On payday, Back Yard Burgers employee Anthony Johnson would drive the 45 minutes to work, pick up his paycheck to deposit it at his bank and head back home, only to return a few hours later for the start of his evening shift at the restaurant. When the Nashville, Tenn.-based QSR started offering payroll debit cards to employees, Johnson immediately signed up. Now his pay automatically is loaded onto the card every payday morning.
“I do enjoy it,” says the 24-year-old manager. “It helps me with paying my bills on time. It’s better for managing your money, in my opinion.”
Some 95 percent of Back Yard Burgers’ 400 employees opted for payroll debit cards or direct deposit of their paychecks when the company switched to a small, regional payroll outsourcing firm last year that offered automated payroll at a lower cost, says CEO David McDougall of the 63-unit chain.

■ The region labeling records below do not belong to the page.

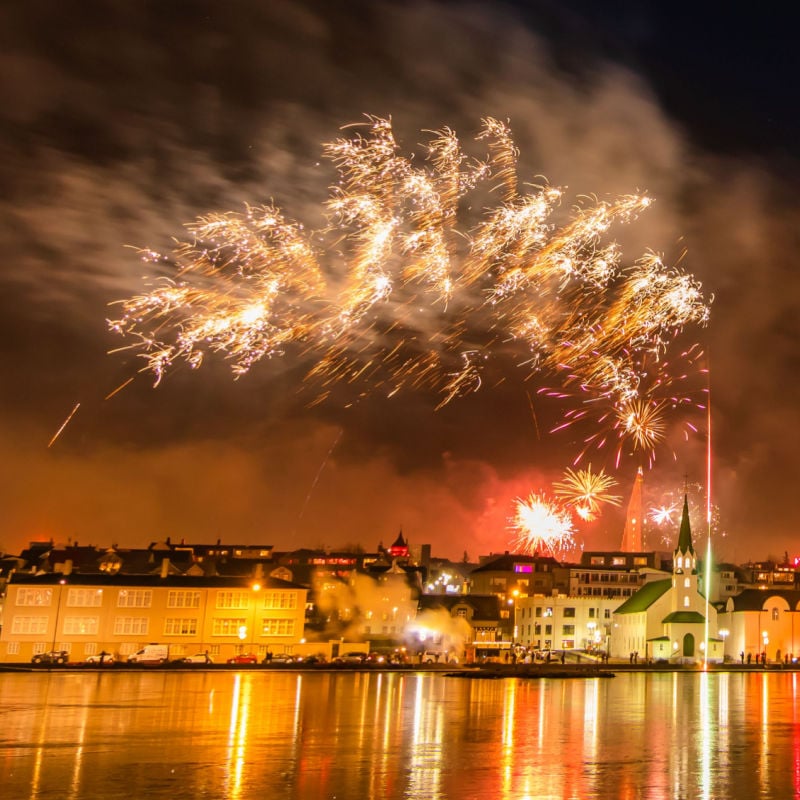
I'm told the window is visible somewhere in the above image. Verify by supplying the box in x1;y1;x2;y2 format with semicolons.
212;618;247;636
67;587;103;608
63;617;100;636
164;617;197;636
17;588;53;606
167;590;200;608
261;619;296;636
264;592;297;609
11;617;47;634
217;591;252;609
117;589;153;608
114;617;149;636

The change saved Back Yard some $20,000 on annual mailing and paper costs. “I don’t see a line item on the P&L that is not going up, whether food, rent, taxes or utilities,” McDougall says. “We have to look to be more efficient and leverage technology.”

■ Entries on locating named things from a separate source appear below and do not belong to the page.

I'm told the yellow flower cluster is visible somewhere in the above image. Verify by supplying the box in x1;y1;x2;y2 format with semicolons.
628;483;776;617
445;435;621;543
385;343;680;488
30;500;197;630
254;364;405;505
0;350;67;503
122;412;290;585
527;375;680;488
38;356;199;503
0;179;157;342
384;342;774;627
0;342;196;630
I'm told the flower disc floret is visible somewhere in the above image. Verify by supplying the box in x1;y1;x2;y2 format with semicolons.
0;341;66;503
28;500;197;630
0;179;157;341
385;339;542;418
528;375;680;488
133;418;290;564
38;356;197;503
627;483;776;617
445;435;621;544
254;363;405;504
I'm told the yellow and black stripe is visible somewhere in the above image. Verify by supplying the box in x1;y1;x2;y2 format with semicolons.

For some operators, the advantages of outsourcing all or a portion of payroll—automated payments, reduced in-house labor and efficiencies in paying taxes—they say, can outweigh the cons, which may include technical glitches and waiting on a vendor to fix a problem. “Outsourcing lets us do what we do best—run restaurants—and [the vendor] can specialize in what they do best, processing payroll,” says Marshall Alexander, controller for Slim Chickens, a 17-unit fast casual based in Fayetteville, Ark.

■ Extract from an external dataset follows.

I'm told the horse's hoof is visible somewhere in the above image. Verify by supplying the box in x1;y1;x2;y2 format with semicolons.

Although the chain has its own payroll department, last year Slim Chickens hired a payroll-processing company to handle some functions, including issuing payroll cards and direct deposit. “We log on, use their system,” Alexander said. “They do the behind-the-scenes calculating and logistics. What we pay for the processing is pretty minimal, and we have access to their technology.”
Third-party services with offices around the country can help larger operations stay on top of federal, state and local taxes, says Michelle Coombs, senior payroll manager for Carlsbad, Calif.-based Rubio’s. The chain has nearly 4,000 employees and almost 200 restaurants in five states. “The higher your payroll, the more timely you have to be submitting taxes on behalf of the company. If you don’t stay on top of that, there are penalties and interest which is fairly costly,” she says.
Restaurants do give up some control or immediate access to information when using an outside source, however, says Patrick Yearout, director of recruiting and training for Seattle-based Ivar’s Restaurants. The seafood-restaurant operator, with 34 full-service and quick-service concepts plus 20 concession stands at sports stadiums, uses an internet-based payroll and human-resources management software. The system saves costs and time, Yearout says, and comes with a portal for employees to access their own records, including taxes paid, amount of accrued sick leave or vacation time and W-2 forms to download. The disadvantage is waiting for the vendor to correct problems that come up. “We’re not able to get in and customize it necessarily the way we want to,” he says.
Another challenge with outsourcing is making sure the technology is compatible with a restaurant’s system, says Alexander. “You have to make sure data is getting from one place to another,” he says. “It can be a headache in the beginning, but once you have the integration and data flow working properly, it’s pretty nice.”